I want to nomalize reward in the on_sample_end(worker, samples) callback, but I found that advantage and target_value have been calculated in the samples object. Does this mean that the normalization of rewards in on_sample_end is meaningless? As the advantage&target_values has already been calculated, the rewards I modified did not affect the calculation of advantage.
So, What is the correct way to use reward normalization in RLlib?Should I need to recalculate and update adv&target_v in samples after reward normalization in on_sample_end() callback?
I find recommended way to normalize rewards in Normalize reward. The recommended way is to use callback function.
However, the execution sequence of PPO calls is as follows:
postprocess_ppo_gae: calculate adv using gae or not.
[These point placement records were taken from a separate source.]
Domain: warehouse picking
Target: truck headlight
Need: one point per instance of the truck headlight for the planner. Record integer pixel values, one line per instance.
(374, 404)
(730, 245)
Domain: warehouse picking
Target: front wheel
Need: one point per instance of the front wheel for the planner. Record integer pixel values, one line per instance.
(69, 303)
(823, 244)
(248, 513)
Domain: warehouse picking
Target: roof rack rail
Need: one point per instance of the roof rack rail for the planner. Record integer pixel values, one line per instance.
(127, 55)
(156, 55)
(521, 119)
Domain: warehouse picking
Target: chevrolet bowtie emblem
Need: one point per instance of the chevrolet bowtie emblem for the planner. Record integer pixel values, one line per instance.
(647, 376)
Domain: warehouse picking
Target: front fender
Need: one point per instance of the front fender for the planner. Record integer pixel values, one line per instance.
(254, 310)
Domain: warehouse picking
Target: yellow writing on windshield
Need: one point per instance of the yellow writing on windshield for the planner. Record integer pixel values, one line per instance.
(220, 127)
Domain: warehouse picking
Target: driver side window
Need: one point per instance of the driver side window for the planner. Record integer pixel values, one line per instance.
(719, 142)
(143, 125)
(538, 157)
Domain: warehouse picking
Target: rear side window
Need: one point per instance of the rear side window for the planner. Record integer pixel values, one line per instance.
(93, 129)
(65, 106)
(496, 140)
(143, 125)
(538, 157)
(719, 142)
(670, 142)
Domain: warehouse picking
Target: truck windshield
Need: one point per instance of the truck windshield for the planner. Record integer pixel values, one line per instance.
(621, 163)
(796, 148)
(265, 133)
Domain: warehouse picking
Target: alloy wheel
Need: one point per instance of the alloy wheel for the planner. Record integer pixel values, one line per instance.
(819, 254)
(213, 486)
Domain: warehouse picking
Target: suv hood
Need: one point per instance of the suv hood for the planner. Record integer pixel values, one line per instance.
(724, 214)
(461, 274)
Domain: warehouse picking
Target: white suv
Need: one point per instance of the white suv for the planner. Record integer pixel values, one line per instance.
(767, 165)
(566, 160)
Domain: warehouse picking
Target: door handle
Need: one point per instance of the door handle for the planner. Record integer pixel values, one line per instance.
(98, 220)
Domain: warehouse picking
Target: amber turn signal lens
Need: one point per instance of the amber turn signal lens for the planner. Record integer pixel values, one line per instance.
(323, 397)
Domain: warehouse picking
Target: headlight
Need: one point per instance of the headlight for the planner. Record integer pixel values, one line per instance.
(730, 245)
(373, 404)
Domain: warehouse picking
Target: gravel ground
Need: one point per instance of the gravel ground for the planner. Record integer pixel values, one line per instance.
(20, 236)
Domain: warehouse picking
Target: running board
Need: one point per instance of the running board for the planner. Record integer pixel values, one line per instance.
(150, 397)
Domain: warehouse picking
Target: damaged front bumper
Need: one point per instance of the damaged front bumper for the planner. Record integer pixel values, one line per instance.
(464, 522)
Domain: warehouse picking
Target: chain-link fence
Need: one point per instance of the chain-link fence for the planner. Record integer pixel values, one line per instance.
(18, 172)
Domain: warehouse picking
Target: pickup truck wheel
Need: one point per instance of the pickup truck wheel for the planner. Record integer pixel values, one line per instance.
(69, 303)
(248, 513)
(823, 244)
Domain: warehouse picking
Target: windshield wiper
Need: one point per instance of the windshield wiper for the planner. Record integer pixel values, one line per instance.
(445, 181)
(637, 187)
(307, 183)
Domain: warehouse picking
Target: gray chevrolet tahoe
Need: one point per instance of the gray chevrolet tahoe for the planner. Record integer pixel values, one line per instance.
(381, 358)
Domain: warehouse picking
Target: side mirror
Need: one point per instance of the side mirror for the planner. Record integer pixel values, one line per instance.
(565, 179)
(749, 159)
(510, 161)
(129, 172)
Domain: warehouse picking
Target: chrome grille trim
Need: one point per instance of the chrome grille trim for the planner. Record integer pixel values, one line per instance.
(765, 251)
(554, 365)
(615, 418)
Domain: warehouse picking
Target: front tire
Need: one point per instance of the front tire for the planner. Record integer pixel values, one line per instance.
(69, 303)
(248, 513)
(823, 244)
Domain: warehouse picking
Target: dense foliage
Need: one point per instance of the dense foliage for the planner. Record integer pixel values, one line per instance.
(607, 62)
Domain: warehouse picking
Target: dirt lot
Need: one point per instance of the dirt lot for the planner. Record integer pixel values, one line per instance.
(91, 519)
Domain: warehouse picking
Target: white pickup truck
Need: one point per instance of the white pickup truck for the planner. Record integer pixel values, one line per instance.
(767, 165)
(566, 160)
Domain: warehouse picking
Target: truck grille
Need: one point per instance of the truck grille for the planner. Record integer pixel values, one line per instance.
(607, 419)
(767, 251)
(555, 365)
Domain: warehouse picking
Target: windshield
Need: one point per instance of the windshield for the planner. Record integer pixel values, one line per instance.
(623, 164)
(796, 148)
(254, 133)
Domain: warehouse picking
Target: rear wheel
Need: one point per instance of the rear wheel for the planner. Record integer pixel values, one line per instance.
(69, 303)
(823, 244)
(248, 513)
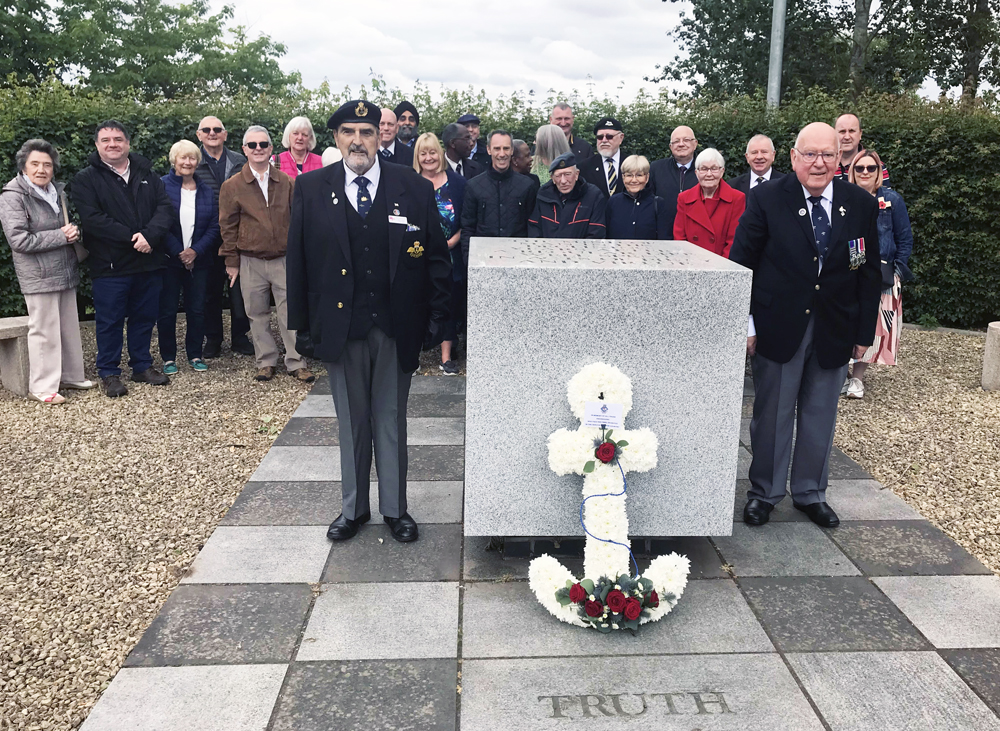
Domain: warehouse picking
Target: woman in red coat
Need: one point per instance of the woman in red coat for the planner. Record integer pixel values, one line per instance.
(708, 213)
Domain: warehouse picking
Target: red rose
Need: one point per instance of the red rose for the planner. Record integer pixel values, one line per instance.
(616, 601)
(632, 609)
(605, 452)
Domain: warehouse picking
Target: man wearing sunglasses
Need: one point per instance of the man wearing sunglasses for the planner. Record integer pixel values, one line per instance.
(219, 164)
(254, 212)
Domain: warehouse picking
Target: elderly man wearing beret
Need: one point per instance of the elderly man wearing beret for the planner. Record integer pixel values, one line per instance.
(568, 207)
(368, 284)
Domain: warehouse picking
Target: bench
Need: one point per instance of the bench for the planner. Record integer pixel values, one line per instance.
(991, 358)
(14, 354)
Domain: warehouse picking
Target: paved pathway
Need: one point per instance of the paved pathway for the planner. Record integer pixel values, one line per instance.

The adv is calculated and recorded in SampleBatch.
on_postprocess_trajectory: callback called after a policy’s postprocess_fn is called.
As we can see, if I normalize the rewards in on_postprocess_trajectory, it does not affect the calculation of adv. It seems that modifying the rewards value in the on_postprocess_trajectory callback does not affect the training results.
Besides, I can custom the postprocess_ppo_gae and normalize the rewards in postprocess_ppo_gae, than the adv will be calculated according to normalized rewards. Is this method officially recommended? Or is there any other better way for me to normalize rewards before calculating adv?